Zero Dark Thirty (Sony)
Kathryn Bigelow and Mark Boal’s journo-thriller about the hunt for Osama Bin Laden was thoroughly hijacked by the controversy over its depiction of torture and to what degree it played a role in finding the world’s most wanted man. But drawing any hard conclusions about Zero Dark Thirty endorsing torture denies the ambiguity that makes it great, as well as the lingering question of whether his killing came at too great a moral cost.

This Is 40 (Universal)
The complaints leveled against Judd Apatow’s domestic comedy—the ungainly running time, the handful of disposable subplots, the general shapelessness of individual scenes and the movie overall—are all completely valid, but many of these liabilities are also assets. Apatow is attempting to make as personal and revealing a mainstream comedy as possible, and the film’s best scenes are hilariously, uncomfortably true to life.


Porky’s (Fox)
Porky’s is on Blu-ray now. Do as you will.

Bachelorette (Anchor Bay)
“A raunchy comedy starring Kirsten Dunst, Lizzy Caplan, Isla Fisher, and Rebel Wilson? Why haven’t I heard of this before?” you may be asking yourself. The A.V. Club’s Keith Phipps has the answer: “Spending time with these people is hellist.”

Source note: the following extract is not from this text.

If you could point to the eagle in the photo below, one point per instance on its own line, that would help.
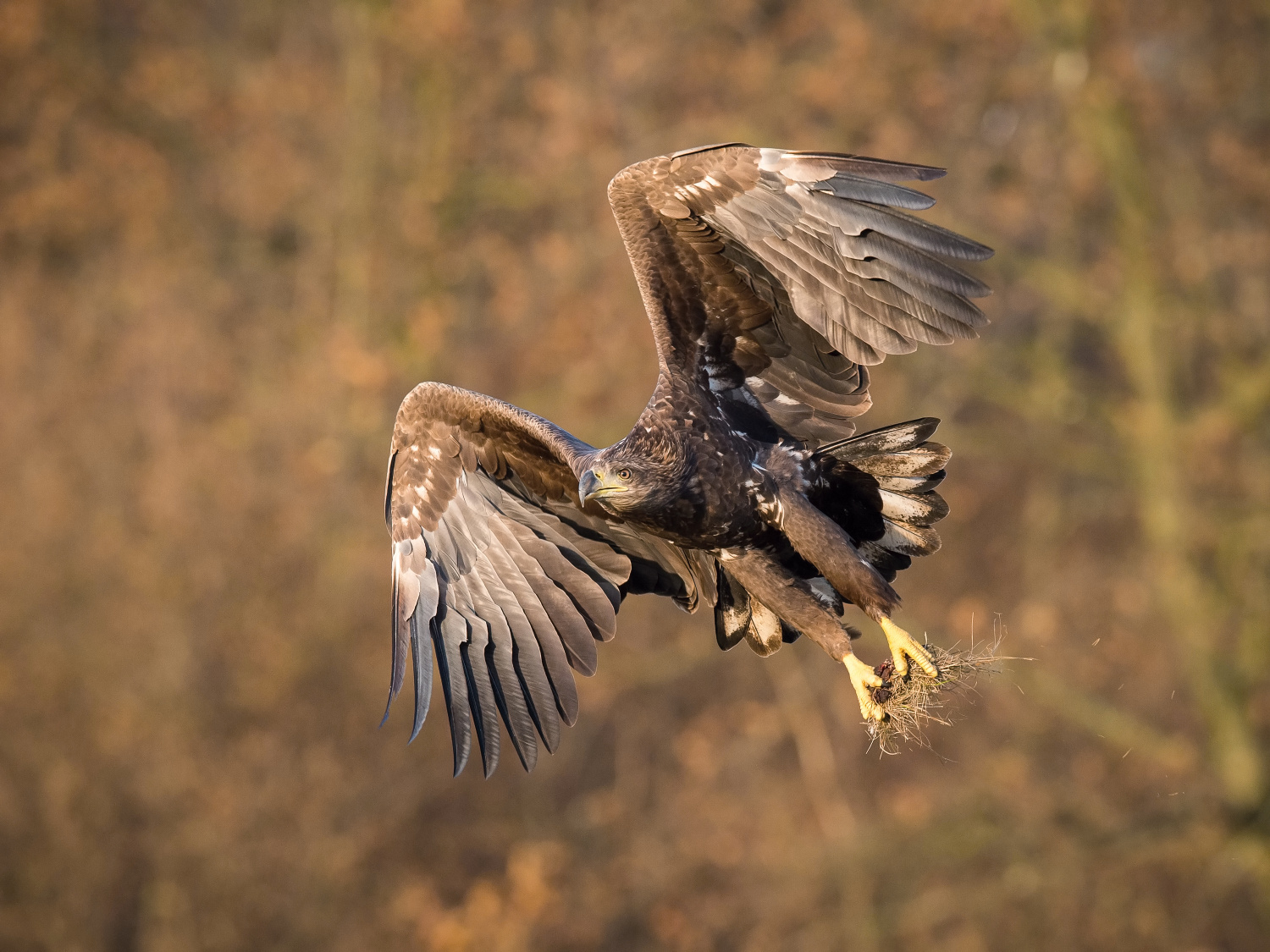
(772, 279)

The Life And Death Of Colonel Blimp (Criterion)
Criterion issued a DVD of The Life And Death Of Colonel Blimp a decade ago, but the Blu-ray version of the Michael Powell and Emeric Pressburger classic includes a 4K restoration on top of ported-over features like a commentary track with the late Powell and Martin Scorsese. As for the film itself, it’s a wry original twist on David Low’s satirical comic strip.

The Girl (HBO)
Toby Jones’ superior performance as Alfred Hitchcock gives HBO’s The Girl a slight edge over the totally useless Hitchcock with Anthony Hopkins, but the drama about Hitch’s abusive treatment of Tippi Hedren (Sienna Miller) is similarly reductive.


The Other Son (Cohen)
“Switched at birth” stories trend toward the wacky, but that’s far from the case in this earnest Israeli drama, in which a young man about the join the Israeli national service discovers that his biological parents are Palestinians from the West Bank. The A.V. Club’s Noel Murray found the premise too far-fetched to believe.

The Big Picture (MPI)
Not to be confused with the Christopher Guest comedy, Eric Lartigau’s The Big Picture is based on a reworking of Patricia Highsmith’s The Talented Mr. Ripley, starring Romain Duris as an upper-class shape-shifter who changes his identity to cover up a crime. The film is effective all the way up to a hasty, hugely disappointing ending.